IARC data showed that the country recorded 150,781 new cancer cases and 108,137 deaths in 2018. Of the new cases, 1,626 were bladder cancer cases while 992 people died from it that year.
Researchers said the absence of appropriate and reliable screening methods, the invasiveness of diagnostic modalities and high recurrence rates (50–70 percent) after the initial treatment make it one of the most challenging and expensive cancers to diagnose and treat.
Early detection could significantly contribute to reducing mortality, morbidity and economic burden of bladder cancer, they said.
Urine tests are not currently recommended by urological societies because there is a lack of evidence on early detection efficiency, relegating the diagnosis of bladder cancer to relying largely on invasive and expensive procedures like cystoscopy.
Researchers said the ability to detect these mutations in pre-diagnostic urine samples has enormous possibility as a non-invasive tool for early detection and may also offer potentially cost-effective screening of high-risk individuals.
To assess the test’s ability to detect mutations in urine samples before any clinical symptoms of bladder cancer occur, IARC researchers collaborated with the Tehran University of Medical Sciences in Iran and the United States National Cancer Institute to design a pilot study within the Golestan Cohort Study.
Researchers performed a nested case-control study within the population-based prospective Golestan Cohort Study of 50,045 participants (aged 40-75) and followed up to 14 years.
Their evaluation of the performance of TERT promoter mutations as early detection biomarkers for bladder cancer in urine samples revealed detection in 46.7 percent of the asymptomatic individuals who later developed bladder cancer.
This was up to 10 years before being clinically diagnosed.
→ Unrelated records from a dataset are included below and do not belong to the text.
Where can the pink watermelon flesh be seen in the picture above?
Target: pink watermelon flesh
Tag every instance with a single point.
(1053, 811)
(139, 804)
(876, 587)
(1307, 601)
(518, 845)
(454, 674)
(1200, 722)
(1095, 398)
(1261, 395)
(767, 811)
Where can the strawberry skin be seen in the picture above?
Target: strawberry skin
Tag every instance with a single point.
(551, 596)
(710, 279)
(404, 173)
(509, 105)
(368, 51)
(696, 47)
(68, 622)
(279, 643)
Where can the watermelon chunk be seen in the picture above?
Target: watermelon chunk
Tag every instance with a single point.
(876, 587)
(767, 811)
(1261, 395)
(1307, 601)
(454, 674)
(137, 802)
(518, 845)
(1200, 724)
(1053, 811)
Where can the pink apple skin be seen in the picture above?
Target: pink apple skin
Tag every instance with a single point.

Ismail Hosen, co-first author of the study, said that the results provide the first evidence from a prospective population-based cohort study of the potential of urinary TERT promoter mutations as promising non-invasive biomarkers for the early detection of bladder cancer.
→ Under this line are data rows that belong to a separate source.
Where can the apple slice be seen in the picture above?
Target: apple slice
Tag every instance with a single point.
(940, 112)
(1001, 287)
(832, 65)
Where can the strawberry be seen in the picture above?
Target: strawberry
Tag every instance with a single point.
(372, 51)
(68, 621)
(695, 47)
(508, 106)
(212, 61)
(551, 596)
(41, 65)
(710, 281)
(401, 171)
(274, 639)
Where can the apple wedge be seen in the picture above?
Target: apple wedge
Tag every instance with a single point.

“The Golestan Cohort Study is one of the few prospective population-based cohorts that provide the opportunity to assess urinary biomarkers for the pre-clinical detection of bladder cancer,” said Professor Reza Malekzadeh, the principal investigator of the Golestan Cohort Study and a co-senior author of the article.
IARC scientists are now collaborating with other large prospective cohort studies to confirm these findings.
“If the findings are validated, large trials conducted in individuals at high risk of developing bladder cancer should be designed to address the health and cost benefits of screening for TERT promoter mutations for the global bladder cancer burden,” said Mahdi Sheikh, a postdoctoral scientist at IARC and the co-first author of the study.